Certas coisas você precisa fazer na hora, no mesmo instante que lhe dá vontade. Não adianta adiar, porque aí você corre o risco de perder a sintonia que te fez querer aquilo de uma forma tão instensa. Quando isso não acontece, o tempo age na memória pra manter essa vontade. A distância que nos separa de determinadas lembranças acaba funcionando como um filtro, como um ruído que faz com que a gente crie expectativas e impressões que nem sempre batem com a dimensão do fato.

Encontrei mais uma prova disso ontem, quando finalmente consegui assistir a Medo e Delírio.
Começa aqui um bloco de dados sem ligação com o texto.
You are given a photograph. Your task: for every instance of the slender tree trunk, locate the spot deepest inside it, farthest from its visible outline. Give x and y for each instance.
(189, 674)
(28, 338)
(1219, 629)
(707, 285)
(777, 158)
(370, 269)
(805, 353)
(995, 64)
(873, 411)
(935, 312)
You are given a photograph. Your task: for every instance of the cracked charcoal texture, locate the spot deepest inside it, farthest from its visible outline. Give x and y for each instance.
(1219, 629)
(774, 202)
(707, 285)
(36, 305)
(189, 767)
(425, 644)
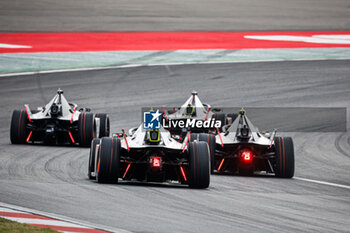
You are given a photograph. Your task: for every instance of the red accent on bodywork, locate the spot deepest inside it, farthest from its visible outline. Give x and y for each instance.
(71, 119)
(222, 143)
(156, 162)
(30, 120)
(183, 173)
(30, 134)
(188, 138)
(221, 163)
(126, 140)
(71, 137)
(126, 170)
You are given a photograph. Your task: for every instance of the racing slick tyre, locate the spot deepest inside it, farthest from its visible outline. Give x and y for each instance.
(86, 129)
(18, 132)
(210, 139)
(108, 161)
(92, 159)
(199, 170)
(222, 118)
(233, 116)
(284, 166)
(104, 124)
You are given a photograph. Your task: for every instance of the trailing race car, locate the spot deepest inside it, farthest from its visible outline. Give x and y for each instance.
(243, 149)
(59, 122)
(149, 156)
(193, 108)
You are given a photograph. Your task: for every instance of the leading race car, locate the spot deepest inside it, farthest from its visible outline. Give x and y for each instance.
(193, 108)
(59, 122)
(243, 149)
(149, 156)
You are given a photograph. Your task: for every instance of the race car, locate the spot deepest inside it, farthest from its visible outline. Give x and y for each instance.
(149, 156)
(244, 150)
(193, 108)
(59, 122)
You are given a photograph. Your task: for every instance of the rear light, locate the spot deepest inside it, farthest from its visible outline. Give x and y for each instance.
(28, 138)
(247, 156)
(156, 162)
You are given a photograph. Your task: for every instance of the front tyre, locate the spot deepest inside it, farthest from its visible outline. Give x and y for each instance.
(92, 158)
(104, 124)
(199, 165)
(284, 166)
(109, 161)
(86, 129)
(210, 139)
(18, 132)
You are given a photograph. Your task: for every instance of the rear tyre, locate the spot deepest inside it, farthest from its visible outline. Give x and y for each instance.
(104, 124)
(18, 132)
(210, 139)
(92, 158)
(199, 170)
(284, 166)
(233, 116)
(222, 118)
(86, 128)
(108, 161)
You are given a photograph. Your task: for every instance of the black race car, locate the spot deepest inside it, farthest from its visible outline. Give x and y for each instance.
(149, 156)
(59, 122)
(244, 150)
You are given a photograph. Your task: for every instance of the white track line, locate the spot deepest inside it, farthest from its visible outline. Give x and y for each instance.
(323, 182)
(45, 222)
(157, 64)
(61, 218)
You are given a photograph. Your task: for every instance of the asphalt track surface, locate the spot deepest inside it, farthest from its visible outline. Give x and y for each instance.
(54, 179)
(170, 15)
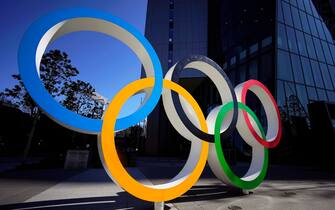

Desde a época em que eu cursava turismo, venho ouvindo falar desse filme. Ele entrou na minha lista de desejo, virou cult sem eu nunca tê-lo assistido. E a cena dos morcegos, que lembro de já tê-la visto em alguma festa, era mais do que suficiente pra me fazer querer assistir ao resto.

Nesse embalo, enquanto não encontrava o filme nas locadoras, fui me preparando. Descobri quem era Hunter S. Thompson, conheci o jornalismo gonzo e me diverti bastante com a leitura do livro Medo e Delírio em Las Vegas, o que só fez aumentar minha vontade em assistir a versão pro cinema feita pelo diretor Terry Gilliam.

Mas parece que os preparativos da espera nesse caso não fizeram bem ao filme. Reconheço que as cenas sobre as viagens de ácido, onde o personagem de Johnny Depp vê pessoas como lagartos, são impagáveis. No entanto, o filme apresenta o mal do excesso de narração, problema comum a várias obras que são adaptadas da literatura. O filme de Terry Gilliam fica preso ao livro, não permite que as imagens se livrem das palavras e isso me deu a impressão que havia uma barreira me impedindo de mergulhar na doideira dos personagens. Por já ter lido o livro, fiquei com a impressão que não se tratava de uma adaptação, mas de uma versão animada da obra de Hunter S. Thompson.

E pior, fiquei com a impressão de que me tornei um velho ranzinza e exigente, incapaz de voltar a sentir algo que me fascinou uns dez anos atrás.